(Summary Version, Updated August 2021)
Emergency Medicine Executive Summary
Tenecteplase (TNK) is a modified form of the Tissue Plasminogen Activator alteplase, with enhanced fibrin affinity, diminished fibrinogenolysis (greater fibrin-specificity) and Plasminogen Activator Inhibitor-1 (PAI-1) resistance (1). These properties prolong its half-life permitting administration as a single bolus which is remarkably useful in emergency medicine.
FDA and EMA approved its use only for emergency reperfusion in Acute Myocardial Infarction with ST elevation (STEMI)(1, 2). Compared to alteplase, it is safer due to a lower risk of non-cerebral hemorrhage and blood transfusion (13), and is easier to administer. Those advantages led TNK as the fibrinolytic of choice in STEMI (3).
In the past decade tenecteplase has been studied to treat Acute Ischemic Stroke (AIS) with promising results (5, 7, 8, 17). Although this drug has not yet been universally adopted for the treatment of AIS, there are relevant data that favor it:
Several randomized controlled trials (eg. 7, 17) and systematic reviews with meta-analyzes (eg. 8) show no-inferiority between tenecteplase and alteplase, as well as no differences in intracranial bleeding rates.

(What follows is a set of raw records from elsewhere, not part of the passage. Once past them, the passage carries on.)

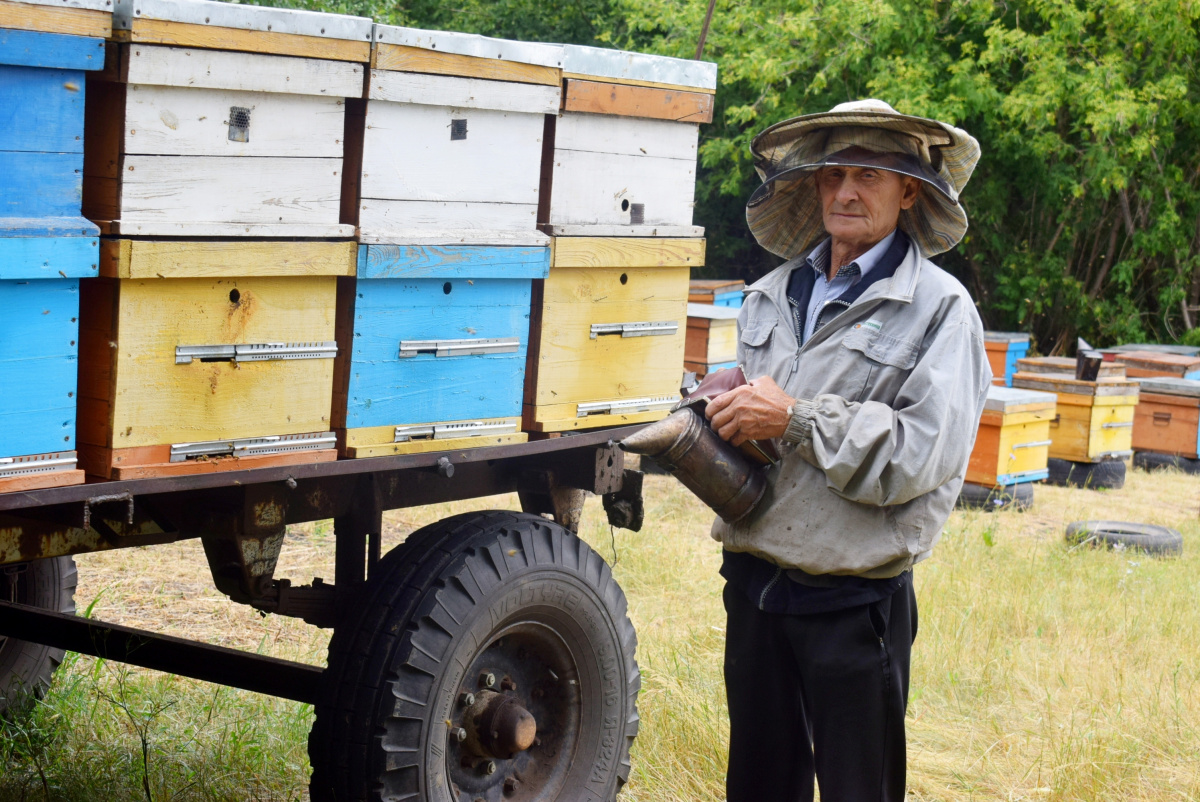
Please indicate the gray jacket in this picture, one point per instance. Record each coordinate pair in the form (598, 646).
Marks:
(891, 393)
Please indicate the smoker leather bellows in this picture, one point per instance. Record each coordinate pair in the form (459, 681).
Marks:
(717, 472)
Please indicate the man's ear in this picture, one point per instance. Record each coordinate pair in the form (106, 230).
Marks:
(911, 191)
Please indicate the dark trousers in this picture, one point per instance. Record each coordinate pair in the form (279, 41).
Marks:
(820, 695)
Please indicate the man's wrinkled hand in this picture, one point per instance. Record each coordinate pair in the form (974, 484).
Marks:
(754, 411)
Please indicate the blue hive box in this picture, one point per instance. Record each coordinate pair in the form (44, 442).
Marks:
(439, 342)
(46, 246)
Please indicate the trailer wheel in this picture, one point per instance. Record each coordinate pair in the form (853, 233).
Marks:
(27, 669)
(490, 657)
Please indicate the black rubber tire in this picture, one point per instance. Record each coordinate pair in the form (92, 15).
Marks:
(1152, 461)
(27, 669)
(1019, 497)
(1144, 537)
(454, 593)
(1108, 474)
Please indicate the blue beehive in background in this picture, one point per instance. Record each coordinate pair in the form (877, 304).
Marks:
(46, 246)
(439, 343)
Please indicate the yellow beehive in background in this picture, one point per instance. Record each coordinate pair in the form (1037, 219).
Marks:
(1093, 420)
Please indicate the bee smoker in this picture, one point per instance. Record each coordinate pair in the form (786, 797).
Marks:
(717, 472)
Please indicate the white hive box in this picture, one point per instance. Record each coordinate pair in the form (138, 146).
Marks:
(624, 144)
(222, 120)
(453, 144)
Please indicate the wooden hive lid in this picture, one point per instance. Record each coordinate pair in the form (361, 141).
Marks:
(1068, 384)
(1007, 399)
(1170, 385)
(243, 18)
(1158, 360)
(1065, 366)
(709, 312)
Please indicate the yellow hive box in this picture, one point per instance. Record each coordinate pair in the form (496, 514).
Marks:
(1013, 443)
(1095, 419)
(191, 375)
(607, 331)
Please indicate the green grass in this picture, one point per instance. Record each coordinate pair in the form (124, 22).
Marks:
(1039, 671)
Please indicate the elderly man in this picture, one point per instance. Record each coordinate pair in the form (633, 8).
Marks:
(868, 364)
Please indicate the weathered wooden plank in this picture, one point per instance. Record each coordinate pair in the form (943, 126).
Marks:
(637, 101)
(385, 389)
(174, 66)
(448, 222)
(184, 121)
(462, 93)
(627, 252)
(447, 262)
(625, 136)
(609, 190)
(169, 195)
(48, 257)
(157, 401)
(159, 31)
(40, 331)
(49, 19)
(232, 258)
(259, 19)
(414, 59)
(40, 185)
(41, 111)
(51, 51)
(411, 154)
(607, 64)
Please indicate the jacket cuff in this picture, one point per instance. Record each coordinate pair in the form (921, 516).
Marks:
(799, 428)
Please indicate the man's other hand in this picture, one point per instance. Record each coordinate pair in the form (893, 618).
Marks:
(754, 411)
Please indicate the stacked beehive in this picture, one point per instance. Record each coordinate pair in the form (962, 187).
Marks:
(439, 311)
(617, 195)
(222, 127)
(46, 246)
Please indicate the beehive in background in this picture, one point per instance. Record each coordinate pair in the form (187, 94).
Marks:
(198, 352)
(1013, 444)
(609, 330)
(1093, 420)
(46, 246)
(1003, 349)
(1168, 417)
(718, 292)
(1149, 364)
(454, 138)
(712, 341)
(215, 119)
(622, 153)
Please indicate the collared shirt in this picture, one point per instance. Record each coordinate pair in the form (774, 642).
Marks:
(827, 292)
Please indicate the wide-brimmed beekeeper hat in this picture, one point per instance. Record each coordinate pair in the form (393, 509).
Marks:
(784, 214)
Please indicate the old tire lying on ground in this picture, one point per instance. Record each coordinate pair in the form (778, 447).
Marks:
(490, 657)
(1108, 474)
(1019, 497)
(27, 669)
(1144, 537)
(1152, 461)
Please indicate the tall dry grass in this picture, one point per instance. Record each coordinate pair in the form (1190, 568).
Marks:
(1039, 672)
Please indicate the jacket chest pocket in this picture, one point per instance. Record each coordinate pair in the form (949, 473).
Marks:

Based on these studies and other important literature, the latest guidelines from the American Stroke Association recommend its use as an alternative to alteplase (3).
Therefore, the use of TNK for AIS is steadily increasing among clinicians beyond research purposes; for example in 2016 tenecteplase was approved to treat AIS by the Indian health authorities (9).
EMDrugs do not encourage its use for Pulmonary Embolism because there are no solid comparative studies of tenecteplase vs alteplase in high-risk PE (hemodynamic instability). Interestingly, when tenecteplase is compared with alteplase for PE, TNK is associated with an increased risk of major bleeding, but in myocardial infarction, the data show a reduced risk of major bleeding (10, 13). This increased risk is known to be related to the older population (significantly higher risk in patients >65 years)(11), and is probably associated with concomitant heparin administration (eg. PEITHO trial protocol)(16).
Always consider the contraindications seriously and balance the risk of tenecteplase fibrinolysis of intracranial hemorrhage and other major bleeding events versus the benefit of the therapy. This intervention must be decided -or at least supported- by a specialist (eg. emergency medicine, neurologist, cardiologist, intensivist).